The program was individualized to each patient’s barriers and weekly goals and included salt added at the table, salt used during cooking, grocery shopping and eating in restaurants.

Participants received an electronic device that detects salt content to identify and avoid high salt food.

Utilizing tech
According to Chung, one of the first steps was for patients to realize how much salt they were eating.

“Using the electronic device, they could test the salt content of restaurant meals and ask the chef to reduce or eliminate salt on their next visit. They also used it at home to lower the salt content in their cooking,” she details.

Some study participants automatically added salt to the table before tasting the food, so they were asked to count the number of ‘shakes’ and set goals for reducing it.

“Most participants removed the salt shaker from the table within three weeks,” explains Chung.

At baseline and 16 weeks, all participants provided a 24-hour urine sample to assess sodium intake and had their blood pressure measured. In addition, their preference for salty food and enjoyment of a salt-restricted diet was evaluated on a 10-point scale.

The average age of participants was 63 years and 55% were men. Three patients withdrew from the study, and the final analysis included 17 and nine participants in the intervention and usual care groups, respectively.

The researchers compared changes between groups, from the study’s baseline mark to its completion between. Overall, the intervention led to a significant reduction in sodium intake and increased enjoyment of a salt-restricted diet.

There was a trend of decreasing mean systolic blood pressure in the intervention group, from 143.4 to 133.9 mmHg, but it was not statistically significant. They concluded that intervention did not change their preference for salty food.

30% reduction from baseline
Chung says the sodium intake dropped by 1,158 mg per day in the intervention group, a 30% reduction from baseline, while the control group increased its daily intake by 500 mg.

“Enjoyment of a low salt diet increased in the intervention group, from 4.8 to 6.5 on a 10-point scale, although patients still preferred salty food.

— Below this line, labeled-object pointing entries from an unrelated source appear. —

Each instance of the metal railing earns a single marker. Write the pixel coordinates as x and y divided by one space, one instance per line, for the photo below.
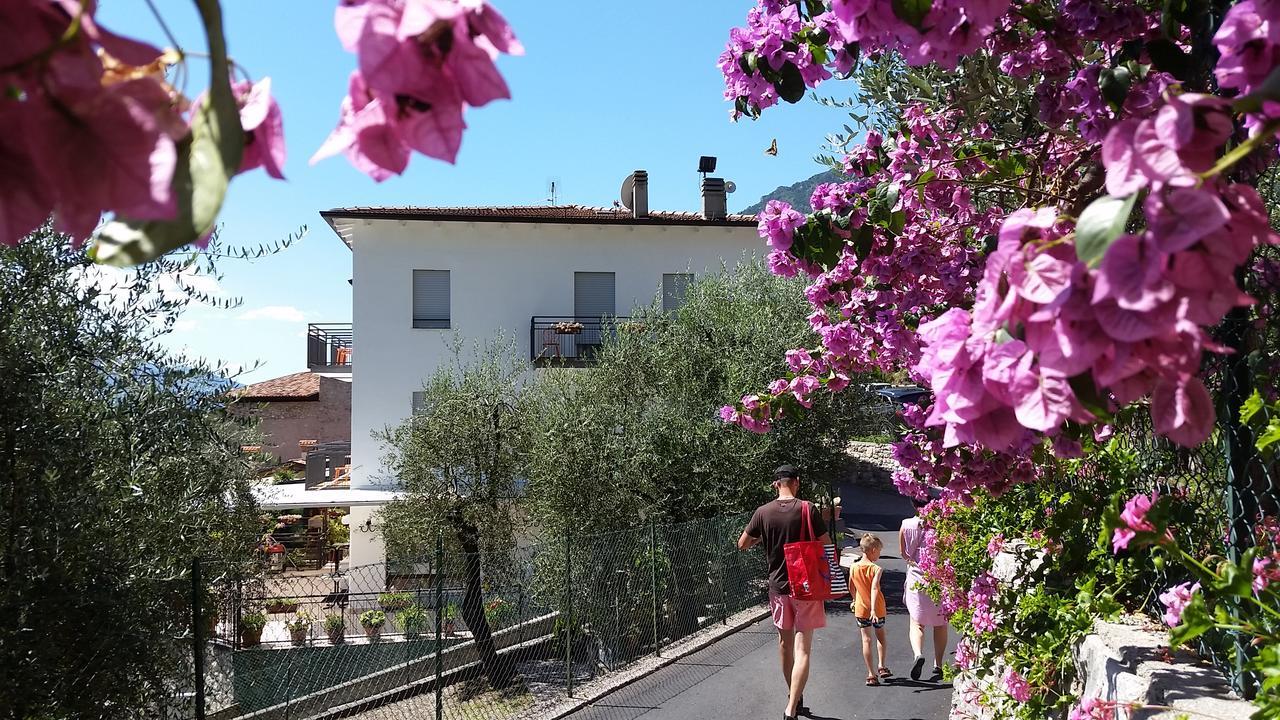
572 340
329 346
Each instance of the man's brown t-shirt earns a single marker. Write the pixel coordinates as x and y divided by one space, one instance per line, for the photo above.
776 524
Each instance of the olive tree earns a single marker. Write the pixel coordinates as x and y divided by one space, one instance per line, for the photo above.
118 465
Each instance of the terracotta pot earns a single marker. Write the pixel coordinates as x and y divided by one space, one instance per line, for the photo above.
250 638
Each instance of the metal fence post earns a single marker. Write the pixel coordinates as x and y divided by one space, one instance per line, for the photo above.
439 624
197 641
653 583
568 618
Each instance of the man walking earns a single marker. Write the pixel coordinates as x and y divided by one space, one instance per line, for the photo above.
773 525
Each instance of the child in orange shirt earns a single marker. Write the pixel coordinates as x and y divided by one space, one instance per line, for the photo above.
868 606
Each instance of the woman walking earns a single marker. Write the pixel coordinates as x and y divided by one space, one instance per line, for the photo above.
924 613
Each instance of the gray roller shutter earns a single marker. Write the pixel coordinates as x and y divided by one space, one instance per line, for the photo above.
593 295
675 286
432 299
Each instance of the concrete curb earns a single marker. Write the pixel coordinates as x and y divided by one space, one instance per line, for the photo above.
677 651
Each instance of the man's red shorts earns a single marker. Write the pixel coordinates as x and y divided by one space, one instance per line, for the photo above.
790 614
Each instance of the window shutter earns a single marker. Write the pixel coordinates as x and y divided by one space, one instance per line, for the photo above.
430 299
675 286
593 295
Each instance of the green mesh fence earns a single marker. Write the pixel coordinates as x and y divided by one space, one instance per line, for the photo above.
521 632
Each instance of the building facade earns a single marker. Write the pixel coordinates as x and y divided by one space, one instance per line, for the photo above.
549 278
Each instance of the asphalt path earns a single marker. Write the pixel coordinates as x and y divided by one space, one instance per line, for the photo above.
739 677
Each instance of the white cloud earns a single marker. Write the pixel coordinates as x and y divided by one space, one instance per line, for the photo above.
282 313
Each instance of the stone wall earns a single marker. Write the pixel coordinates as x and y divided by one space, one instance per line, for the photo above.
871 464
284 423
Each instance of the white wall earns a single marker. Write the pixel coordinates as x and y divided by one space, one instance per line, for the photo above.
501 276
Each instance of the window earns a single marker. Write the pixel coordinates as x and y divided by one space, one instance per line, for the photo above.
675 286
593 295
432 299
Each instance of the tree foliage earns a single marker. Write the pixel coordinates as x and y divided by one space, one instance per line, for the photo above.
118 463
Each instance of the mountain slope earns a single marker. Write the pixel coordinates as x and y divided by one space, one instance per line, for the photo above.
796 194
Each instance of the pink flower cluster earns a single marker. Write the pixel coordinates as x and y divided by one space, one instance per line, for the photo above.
1016 686
421 62
1093 709
88 123
1134 518
1175 600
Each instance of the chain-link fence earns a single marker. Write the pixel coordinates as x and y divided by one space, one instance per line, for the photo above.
494 634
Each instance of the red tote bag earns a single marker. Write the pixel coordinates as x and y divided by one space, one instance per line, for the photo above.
808 568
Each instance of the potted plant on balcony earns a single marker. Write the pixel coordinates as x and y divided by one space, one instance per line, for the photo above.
251 628
394 601
283 605
373 621
414 619
449 616
300 627
336 627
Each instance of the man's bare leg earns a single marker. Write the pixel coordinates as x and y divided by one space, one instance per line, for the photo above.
786 652
800 670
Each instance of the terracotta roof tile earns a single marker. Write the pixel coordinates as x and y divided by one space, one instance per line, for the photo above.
298 386
536 214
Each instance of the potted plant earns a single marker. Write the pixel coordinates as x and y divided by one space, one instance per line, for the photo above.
283 605
336 627
449 615
300 627
394 601
414 619
251 628
373 621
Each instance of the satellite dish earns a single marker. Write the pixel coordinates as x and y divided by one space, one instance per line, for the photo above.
629 191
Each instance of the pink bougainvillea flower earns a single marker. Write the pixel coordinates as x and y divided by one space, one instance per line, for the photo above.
264 128
1175 600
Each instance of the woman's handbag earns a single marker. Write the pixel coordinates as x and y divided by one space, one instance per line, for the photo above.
808 566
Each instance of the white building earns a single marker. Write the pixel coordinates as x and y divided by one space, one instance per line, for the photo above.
424 274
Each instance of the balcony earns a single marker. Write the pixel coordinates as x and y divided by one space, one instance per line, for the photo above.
568 340
329 347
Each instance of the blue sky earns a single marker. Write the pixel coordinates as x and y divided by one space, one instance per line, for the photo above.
603 89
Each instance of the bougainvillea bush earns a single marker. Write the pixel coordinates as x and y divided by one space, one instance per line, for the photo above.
1050 219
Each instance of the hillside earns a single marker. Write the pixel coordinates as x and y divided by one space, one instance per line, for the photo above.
798 194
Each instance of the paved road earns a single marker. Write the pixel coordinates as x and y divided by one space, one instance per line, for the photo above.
739 677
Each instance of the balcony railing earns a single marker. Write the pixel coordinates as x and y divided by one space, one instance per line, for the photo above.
572 340
329 346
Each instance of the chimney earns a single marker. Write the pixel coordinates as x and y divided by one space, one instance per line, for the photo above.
640 194
714 200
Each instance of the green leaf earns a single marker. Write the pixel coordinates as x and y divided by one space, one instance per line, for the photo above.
1251 408
1114 83
791 85
208 158
1100 224
912 12
1270 436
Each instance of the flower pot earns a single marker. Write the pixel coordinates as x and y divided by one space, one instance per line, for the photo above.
251 637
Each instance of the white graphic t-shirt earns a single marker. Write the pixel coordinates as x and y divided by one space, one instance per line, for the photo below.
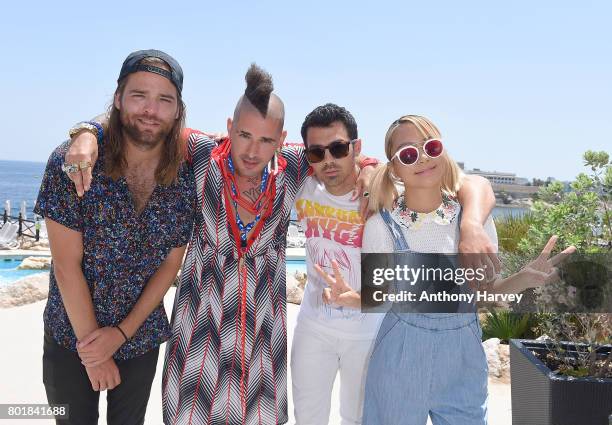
333 228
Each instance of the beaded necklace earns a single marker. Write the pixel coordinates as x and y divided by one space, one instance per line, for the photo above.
246 228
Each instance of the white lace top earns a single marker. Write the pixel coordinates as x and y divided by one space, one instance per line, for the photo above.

Likely, the intervention did not translate to a statistically significant fall in blood pressure because of the small sample size.”

Chung concludes that it is possible to retrain the taste buds to enjoy low sodium food and gradually reduce the amount of salt consumed. “The gradual taste adaptation program has the potential to control blood pressure but needs to be tested in a larger trial with longer follow up.”

Salt in the spotlight
A recent report by Ajinomoto flagged that the weight of salt reduction responsibility should be shouldered by industry rather than consumers. Innova Market Insights observes that low/no/reduced salt claims have increased in every major region of the globe, with Europe holding the most share of new products in this arena (Global, 2017 to 2021).

In a separate study conducted recently, researchers found that a low sodium diet boosts the quality of life for heart failure patients.

In the US, the Food and Drug Administration unveiled voluntary sodium reduction targets last October for a broad range of processed, packaged and prepared foods.

Last month, Kirin Holdings and the Miyashita Laboratory at Meiji University developed the “world’s first” chopsticks that can make food seem 1.5 times saltier with the use of a weak electric current.